The Spark .map method applys a function to each element of an RDD and creates an RDD of the results. An RDD r and r.map(anything) have the same number of elements.

.flatMap(f) assumes f returns a list (or iterable or yields several values) and puts all of the elements returned into the new RDD.


values = sc.parallelize([1, 2, 3, 4])
values.map(range).collect() \
        == [[0], [0, 1], [0, 1, 2], [0, 1, 2, 3]]
values.flatMap(range).collect() \
        == [0, 0, 1, 0, 1, 2, 0, 1, 2, 3]

Spark vs MapReduce

The .reduce method reduces all elements in the RDD to one result; .reduceByKey reduces the values over each key.


def add(a, b):
    return a + b

sc.parallelize([1,2,3,4]).reduce(add) == 10

pairs = sc.parallelize([('a',1), ('a',3), ('b',2)])
pairs.reduceByKey(add).collect() == [('a', 4), ('b', 2)]
pairs.reduce(add) == ('a', 1, 'a', 3, 'b', 2)

The MapReduce “reduce” operation is .reduceByKey.

Spark DAG

The (Spark-related) work that the driver does is to indicate the way to calculate each RDD, so that can be done on the executor.

Spark thinks of this as building a directed-acyclic graph (DAG) of RDDs (vertices) and calculations (edges).

Spark DAG

Spark DAG
* * *

Spark DAG

Spark DAG
* * *

Spark DAG

The DAG is what Spark uses to decide how to calculate your results.

  • Non-dependant things in the DAG can be done in parallel.
  • Operations in an RDD's “lineage” must be calculated before it (but more details next).
  • An action on an RDD means that RDD needs to actually be calculated.
  • A branch in the DAG means you should be caching. (Not automatic because Spark doesn't know what you'll do with the RDD later.)

Stages

Most of the RDDs you think you create never actually exist in memory. e.g.


rdd1 = sc.textFile(...)
rdd2 = rdd1.map(...)
rdd3 = rdd2.filter(...)
rdd3.saveAsTextFile(...)

Here, rdd1 and rdd2 never actually have to be created and stored in memory: the individual elements (in each partition) can be created as part of building rdd3.

An RDD that must actually be built in memory (materialized) marks the end of a stage.

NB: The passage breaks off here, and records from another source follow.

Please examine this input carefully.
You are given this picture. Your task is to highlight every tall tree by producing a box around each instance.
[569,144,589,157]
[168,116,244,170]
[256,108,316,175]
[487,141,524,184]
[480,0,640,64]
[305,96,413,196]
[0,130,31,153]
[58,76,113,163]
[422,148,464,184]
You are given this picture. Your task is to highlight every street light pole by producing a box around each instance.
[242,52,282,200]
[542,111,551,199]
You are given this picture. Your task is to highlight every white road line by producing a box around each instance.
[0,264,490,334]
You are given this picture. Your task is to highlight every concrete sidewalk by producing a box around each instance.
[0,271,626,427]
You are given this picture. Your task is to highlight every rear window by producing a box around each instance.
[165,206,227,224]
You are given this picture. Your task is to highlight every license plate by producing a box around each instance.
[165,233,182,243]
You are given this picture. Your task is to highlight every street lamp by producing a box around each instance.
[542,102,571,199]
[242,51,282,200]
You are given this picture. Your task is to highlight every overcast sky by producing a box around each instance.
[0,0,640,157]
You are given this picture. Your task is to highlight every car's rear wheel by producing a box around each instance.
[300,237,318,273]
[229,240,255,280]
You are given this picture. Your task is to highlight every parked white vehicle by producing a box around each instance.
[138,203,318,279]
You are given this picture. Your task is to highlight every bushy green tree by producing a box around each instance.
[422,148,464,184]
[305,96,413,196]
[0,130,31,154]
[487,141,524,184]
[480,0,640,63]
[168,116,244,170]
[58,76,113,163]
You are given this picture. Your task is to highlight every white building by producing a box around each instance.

Spark calculates a stage as one piece of (parallelized) work.

Stages

An action (method that doesn't just build another RDD) definitely ends a stage (and forces it to be materialized).

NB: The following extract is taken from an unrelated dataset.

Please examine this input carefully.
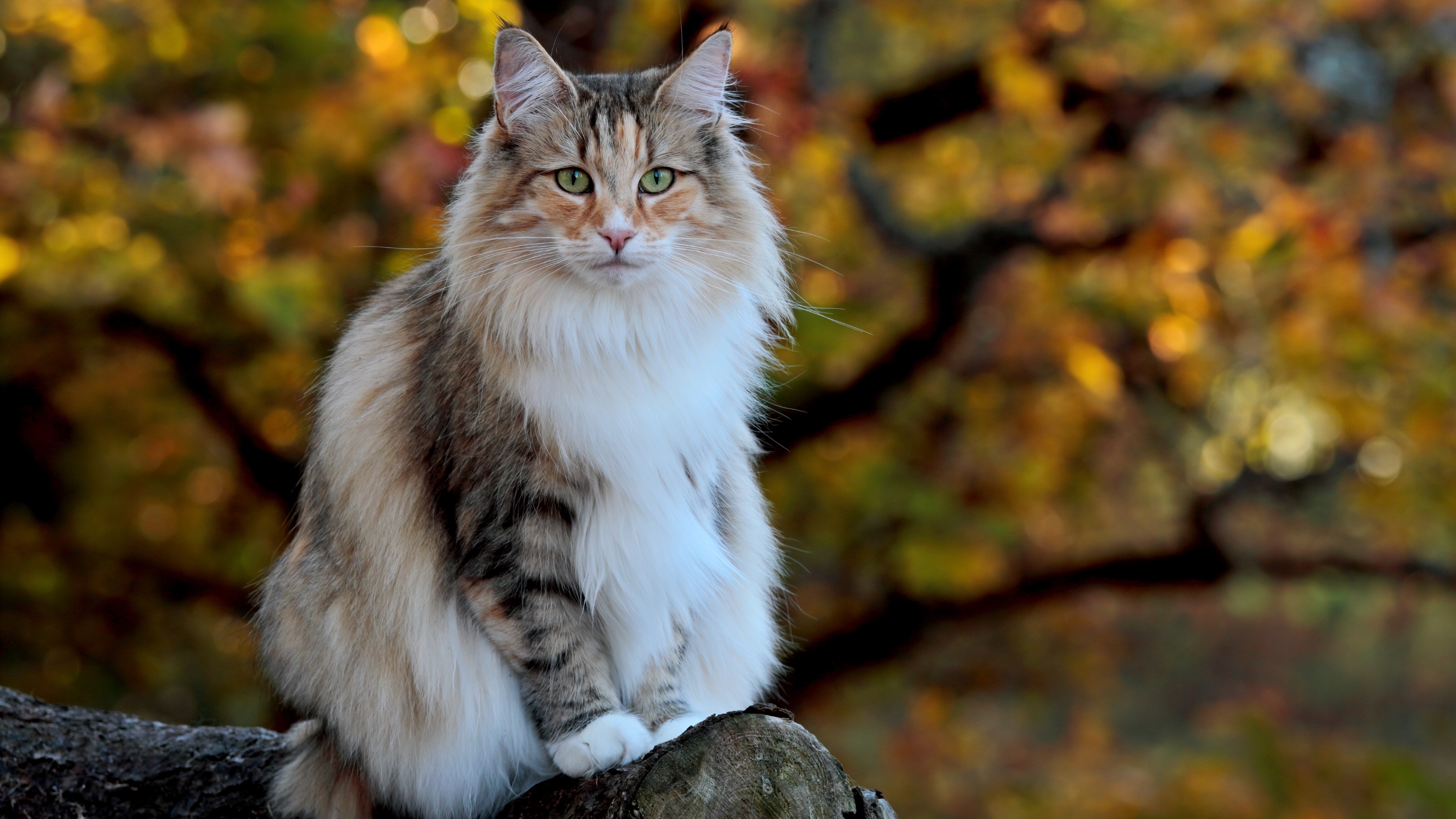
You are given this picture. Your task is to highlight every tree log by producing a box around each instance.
[0,688,894,819]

Caching (or checkpointing) an RDD forces the end of a stage (but doesn't force materialization).

So does any shuffle operation.

Job, Stages, Tasks

As we have seen, a stage is the end of a chain of RDDs that can be calculated as one “unit”.

A job is the collection of stages that must be computed to perform an action.

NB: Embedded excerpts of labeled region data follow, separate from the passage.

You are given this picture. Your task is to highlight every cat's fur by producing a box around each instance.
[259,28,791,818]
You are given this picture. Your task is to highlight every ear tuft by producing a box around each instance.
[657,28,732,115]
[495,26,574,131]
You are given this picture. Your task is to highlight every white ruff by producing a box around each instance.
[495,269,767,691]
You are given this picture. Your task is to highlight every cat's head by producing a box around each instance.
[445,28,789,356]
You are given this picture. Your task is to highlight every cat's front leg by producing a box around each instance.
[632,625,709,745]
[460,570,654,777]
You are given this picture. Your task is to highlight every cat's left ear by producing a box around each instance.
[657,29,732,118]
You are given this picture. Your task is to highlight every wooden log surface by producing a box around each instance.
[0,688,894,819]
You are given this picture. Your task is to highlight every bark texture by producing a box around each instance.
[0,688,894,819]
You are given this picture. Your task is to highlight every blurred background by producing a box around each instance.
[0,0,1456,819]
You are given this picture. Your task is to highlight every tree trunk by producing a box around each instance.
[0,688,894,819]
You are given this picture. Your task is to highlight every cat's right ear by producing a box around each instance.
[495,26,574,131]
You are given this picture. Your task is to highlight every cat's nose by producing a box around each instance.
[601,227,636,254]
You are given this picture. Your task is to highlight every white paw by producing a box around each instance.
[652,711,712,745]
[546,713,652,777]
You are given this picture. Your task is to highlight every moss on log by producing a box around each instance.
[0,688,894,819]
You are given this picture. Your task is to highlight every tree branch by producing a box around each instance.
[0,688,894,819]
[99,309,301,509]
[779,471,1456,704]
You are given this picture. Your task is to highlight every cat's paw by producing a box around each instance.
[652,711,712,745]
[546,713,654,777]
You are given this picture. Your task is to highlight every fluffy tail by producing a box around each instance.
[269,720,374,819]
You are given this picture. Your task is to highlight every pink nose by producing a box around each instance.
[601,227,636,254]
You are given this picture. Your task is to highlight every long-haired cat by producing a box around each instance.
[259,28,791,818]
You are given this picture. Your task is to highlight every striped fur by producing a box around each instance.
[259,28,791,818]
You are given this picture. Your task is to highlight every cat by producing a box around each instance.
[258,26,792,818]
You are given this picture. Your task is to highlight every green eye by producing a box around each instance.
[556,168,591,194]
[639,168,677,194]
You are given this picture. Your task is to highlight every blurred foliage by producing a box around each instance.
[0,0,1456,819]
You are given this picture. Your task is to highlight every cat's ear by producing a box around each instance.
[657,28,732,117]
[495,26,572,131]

A stage is part of the job that can be computed as one operation on the collection of partitions.

A task is the work of computing one stage on one partition. Done by an executor.

RDD Methods

A more complete view of the RDD methods:

  • Actions: do not return another RDD. Either return a Python value (.reduce, .count) or have a side effect (.saveAsTextFile).
  • Transformations: return a new RDD.
    • Shuffles: all-to-all operations that cause partitions to be rearranged (.reduceByKey, .join).
    • Non-shuffle: Can be done on existing partitions (.map, .filter, .sample).